Similar to our study design, Wang et al. [45] have conducted a recently published study on 259 consecutive cirrhotic patients with ascites admitted to a Chinese military hospital to investigate the efficacy in SBP diagnosis of combined measurement of PCT, mean fluorescence intensity of mature neutrophils (sNFI) and difference in hemoglobin concentration between newly formed and mature red blood cells (dCHC). Of these, 51/259 (19.7%) had culture-positive SBP, 58/259 (22.4%) had culture-negative SBP, and 150/259 (57.9%) had sterile ascites. The total bioscore of those three markers used by Wang et al. [45], at a cutoff value of ≥3.40, had a sensitivity of 92.6%, a specificity of 95.3% and an AUC of 0.937 (95% CI 0.901–0.994, P < 0.001), which are less than that of PEC index innovated in our study.

Some limitations to our study are to be mentioned. First is the relatively small sample size. Second, we did not test for serum markers other than PEC index components to help making head to head comparison.
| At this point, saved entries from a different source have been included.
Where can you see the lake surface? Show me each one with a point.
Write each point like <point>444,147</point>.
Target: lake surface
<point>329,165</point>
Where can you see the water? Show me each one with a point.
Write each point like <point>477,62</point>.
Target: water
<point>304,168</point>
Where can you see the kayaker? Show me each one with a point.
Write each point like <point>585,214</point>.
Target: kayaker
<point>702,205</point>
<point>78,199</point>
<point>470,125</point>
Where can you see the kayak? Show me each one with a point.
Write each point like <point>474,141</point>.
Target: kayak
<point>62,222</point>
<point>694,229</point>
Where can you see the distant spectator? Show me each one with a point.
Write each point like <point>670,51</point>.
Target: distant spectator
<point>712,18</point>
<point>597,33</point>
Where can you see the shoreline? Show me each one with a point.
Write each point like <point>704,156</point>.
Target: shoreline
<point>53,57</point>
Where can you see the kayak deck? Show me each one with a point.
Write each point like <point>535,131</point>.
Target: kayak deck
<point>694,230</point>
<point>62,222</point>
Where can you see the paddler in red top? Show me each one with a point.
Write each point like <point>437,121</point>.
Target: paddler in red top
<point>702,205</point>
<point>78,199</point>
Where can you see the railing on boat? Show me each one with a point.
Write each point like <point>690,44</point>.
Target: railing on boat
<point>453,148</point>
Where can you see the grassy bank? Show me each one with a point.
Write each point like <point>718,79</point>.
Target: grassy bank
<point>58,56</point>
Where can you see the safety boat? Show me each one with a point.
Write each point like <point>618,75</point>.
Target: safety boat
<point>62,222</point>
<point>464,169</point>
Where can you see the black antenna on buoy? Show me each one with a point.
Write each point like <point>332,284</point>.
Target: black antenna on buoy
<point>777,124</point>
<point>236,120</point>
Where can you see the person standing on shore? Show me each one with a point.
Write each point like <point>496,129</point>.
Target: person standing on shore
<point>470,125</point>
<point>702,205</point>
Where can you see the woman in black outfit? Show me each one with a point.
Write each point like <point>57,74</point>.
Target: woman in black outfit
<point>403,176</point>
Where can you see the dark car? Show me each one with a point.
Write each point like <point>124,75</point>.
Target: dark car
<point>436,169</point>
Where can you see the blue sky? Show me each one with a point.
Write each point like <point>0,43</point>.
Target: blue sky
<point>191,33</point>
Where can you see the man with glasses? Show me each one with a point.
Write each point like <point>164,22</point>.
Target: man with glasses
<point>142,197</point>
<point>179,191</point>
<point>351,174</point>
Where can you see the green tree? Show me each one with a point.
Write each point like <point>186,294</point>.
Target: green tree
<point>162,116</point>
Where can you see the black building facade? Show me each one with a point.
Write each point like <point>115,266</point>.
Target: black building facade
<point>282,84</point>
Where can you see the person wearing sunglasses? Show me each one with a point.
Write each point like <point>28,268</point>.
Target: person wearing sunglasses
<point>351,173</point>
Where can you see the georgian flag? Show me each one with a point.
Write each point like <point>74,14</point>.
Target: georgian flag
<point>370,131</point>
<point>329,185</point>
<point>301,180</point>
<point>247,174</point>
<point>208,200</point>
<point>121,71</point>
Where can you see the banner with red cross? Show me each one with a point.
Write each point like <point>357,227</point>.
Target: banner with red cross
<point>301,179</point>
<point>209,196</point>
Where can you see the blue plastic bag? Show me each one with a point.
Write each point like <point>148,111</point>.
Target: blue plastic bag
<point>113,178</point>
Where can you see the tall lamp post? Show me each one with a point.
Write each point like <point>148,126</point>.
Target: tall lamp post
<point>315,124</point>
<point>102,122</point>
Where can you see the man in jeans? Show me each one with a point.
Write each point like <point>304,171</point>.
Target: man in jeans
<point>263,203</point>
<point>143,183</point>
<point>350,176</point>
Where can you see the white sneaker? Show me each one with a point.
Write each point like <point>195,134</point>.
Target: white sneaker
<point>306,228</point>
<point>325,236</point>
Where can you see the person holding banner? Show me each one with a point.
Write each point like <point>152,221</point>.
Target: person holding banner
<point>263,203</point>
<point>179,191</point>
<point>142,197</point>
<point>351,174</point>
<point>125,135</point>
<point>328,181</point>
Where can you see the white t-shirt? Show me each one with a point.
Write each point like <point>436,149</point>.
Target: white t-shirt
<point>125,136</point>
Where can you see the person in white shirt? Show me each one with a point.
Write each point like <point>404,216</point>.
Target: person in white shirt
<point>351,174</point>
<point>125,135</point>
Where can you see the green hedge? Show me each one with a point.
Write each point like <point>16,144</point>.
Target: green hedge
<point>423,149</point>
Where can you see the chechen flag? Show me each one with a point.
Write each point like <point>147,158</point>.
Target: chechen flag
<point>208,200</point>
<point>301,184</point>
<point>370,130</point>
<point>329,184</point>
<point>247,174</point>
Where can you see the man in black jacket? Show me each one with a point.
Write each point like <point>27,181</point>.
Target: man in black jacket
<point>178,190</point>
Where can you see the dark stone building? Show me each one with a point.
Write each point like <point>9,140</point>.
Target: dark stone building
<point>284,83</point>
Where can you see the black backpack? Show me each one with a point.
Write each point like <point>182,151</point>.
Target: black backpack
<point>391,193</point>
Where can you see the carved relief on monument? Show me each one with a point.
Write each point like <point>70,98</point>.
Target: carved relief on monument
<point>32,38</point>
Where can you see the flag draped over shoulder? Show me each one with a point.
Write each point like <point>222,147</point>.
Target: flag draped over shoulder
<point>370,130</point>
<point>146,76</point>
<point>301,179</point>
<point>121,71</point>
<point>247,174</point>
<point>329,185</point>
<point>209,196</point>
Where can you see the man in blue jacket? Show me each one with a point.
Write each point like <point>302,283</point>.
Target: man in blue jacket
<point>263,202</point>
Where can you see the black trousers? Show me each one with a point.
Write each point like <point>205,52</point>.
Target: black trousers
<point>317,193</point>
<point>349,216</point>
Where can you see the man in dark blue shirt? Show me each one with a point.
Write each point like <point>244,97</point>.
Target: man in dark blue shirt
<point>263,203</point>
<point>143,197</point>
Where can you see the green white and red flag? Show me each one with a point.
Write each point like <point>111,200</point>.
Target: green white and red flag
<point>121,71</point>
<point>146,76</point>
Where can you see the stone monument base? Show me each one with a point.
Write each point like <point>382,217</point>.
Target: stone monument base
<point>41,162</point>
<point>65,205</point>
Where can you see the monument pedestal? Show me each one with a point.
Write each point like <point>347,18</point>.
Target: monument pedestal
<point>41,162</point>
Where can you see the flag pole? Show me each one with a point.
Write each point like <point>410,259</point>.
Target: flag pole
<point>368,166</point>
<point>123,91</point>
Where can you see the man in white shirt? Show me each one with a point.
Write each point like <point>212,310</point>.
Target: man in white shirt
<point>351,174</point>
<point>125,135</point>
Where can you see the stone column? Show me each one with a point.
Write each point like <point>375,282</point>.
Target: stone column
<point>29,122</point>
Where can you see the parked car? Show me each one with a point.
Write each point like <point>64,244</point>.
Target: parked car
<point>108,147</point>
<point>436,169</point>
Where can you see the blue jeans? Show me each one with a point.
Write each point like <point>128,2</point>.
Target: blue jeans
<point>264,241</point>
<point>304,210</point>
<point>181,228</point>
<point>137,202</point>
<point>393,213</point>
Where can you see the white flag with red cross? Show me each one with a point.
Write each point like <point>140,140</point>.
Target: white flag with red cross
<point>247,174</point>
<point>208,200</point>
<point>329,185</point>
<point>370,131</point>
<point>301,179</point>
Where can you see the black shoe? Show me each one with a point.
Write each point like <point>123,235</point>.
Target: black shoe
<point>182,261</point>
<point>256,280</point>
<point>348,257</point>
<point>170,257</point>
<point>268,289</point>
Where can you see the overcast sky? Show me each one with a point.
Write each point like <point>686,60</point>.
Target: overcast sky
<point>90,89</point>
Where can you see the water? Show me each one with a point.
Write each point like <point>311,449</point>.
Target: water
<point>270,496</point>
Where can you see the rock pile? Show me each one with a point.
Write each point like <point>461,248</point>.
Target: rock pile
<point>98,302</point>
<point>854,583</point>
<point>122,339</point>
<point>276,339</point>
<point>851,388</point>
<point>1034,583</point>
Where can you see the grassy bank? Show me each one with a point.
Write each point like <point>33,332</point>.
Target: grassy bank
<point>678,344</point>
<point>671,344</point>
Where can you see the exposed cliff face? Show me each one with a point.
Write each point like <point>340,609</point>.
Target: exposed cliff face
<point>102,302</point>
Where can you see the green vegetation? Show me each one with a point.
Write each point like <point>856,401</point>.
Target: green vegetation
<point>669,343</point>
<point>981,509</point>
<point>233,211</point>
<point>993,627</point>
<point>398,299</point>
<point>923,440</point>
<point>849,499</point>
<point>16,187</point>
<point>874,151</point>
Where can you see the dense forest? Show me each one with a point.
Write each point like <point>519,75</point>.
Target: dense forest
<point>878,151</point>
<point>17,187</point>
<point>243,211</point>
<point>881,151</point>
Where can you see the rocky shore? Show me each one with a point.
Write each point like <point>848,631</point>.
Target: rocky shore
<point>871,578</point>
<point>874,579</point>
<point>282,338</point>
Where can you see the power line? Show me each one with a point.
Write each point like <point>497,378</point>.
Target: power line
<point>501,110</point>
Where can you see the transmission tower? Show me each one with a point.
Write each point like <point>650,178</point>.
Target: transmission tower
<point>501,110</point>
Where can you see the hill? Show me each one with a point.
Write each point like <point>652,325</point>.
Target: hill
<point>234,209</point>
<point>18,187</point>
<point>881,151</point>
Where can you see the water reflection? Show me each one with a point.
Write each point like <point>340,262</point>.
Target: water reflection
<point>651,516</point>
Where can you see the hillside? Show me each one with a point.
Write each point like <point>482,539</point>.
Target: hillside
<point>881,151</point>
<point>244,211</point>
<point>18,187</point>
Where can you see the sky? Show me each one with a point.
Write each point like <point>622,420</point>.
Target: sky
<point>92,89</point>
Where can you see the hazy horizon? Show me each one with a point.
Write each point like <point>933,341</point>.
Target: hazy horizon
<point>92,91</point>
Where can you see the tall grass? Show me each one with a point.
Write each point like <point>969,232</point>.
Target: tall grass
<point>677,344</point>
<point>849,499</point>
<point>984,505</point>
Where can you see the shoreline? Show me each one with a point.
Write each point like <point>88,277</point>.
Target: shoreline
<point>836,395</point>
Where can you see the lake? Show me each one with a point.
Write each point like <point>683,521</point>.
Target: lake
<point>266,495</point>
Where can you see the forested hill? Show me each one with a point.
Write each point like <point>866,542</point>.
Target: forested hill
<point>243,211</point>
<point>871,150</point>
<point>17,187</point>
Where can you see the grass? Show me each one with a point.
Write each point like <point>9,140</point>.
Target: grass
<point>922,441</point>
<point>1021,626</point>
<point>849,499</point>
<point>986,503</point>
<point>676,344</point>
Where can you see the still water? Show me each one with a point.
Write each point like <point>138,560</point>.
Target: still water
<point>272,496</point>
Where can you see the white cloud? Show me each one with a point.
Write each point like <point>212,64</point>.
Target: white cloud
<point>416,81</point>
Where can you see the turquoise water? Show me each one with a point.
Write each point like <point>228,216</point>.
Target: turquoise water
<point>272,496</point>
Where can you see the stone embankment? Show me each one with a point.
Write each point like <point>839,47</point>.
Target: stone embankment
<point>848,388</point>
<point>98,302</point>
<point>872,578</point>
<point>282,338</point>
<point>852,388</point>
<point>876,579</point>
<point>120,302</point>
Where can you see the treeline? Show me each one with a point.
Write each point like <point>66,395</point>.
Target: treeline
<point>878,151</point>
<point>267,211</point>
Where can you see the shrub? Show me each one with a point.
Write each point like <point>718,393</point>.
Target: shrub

Finally, it would have been more appropriate if we added one more group of DCPs with infections other than SBP to assess specificity of PEC index for SBP.

Conclusion

The novel serum PEC index seems sufficient to make a fairly accurate non-invasive diagnosis of SBP in cirrhotic patients with ascites, provided that non-SBP bacterial infections are excluded.

Recommendations

To validate the clinical use of serum PEC index for SBP diagnosis, further larger trials are needed that should involve assessment of PEC index in non-SBP infections and its comparison with other serum biomarkers.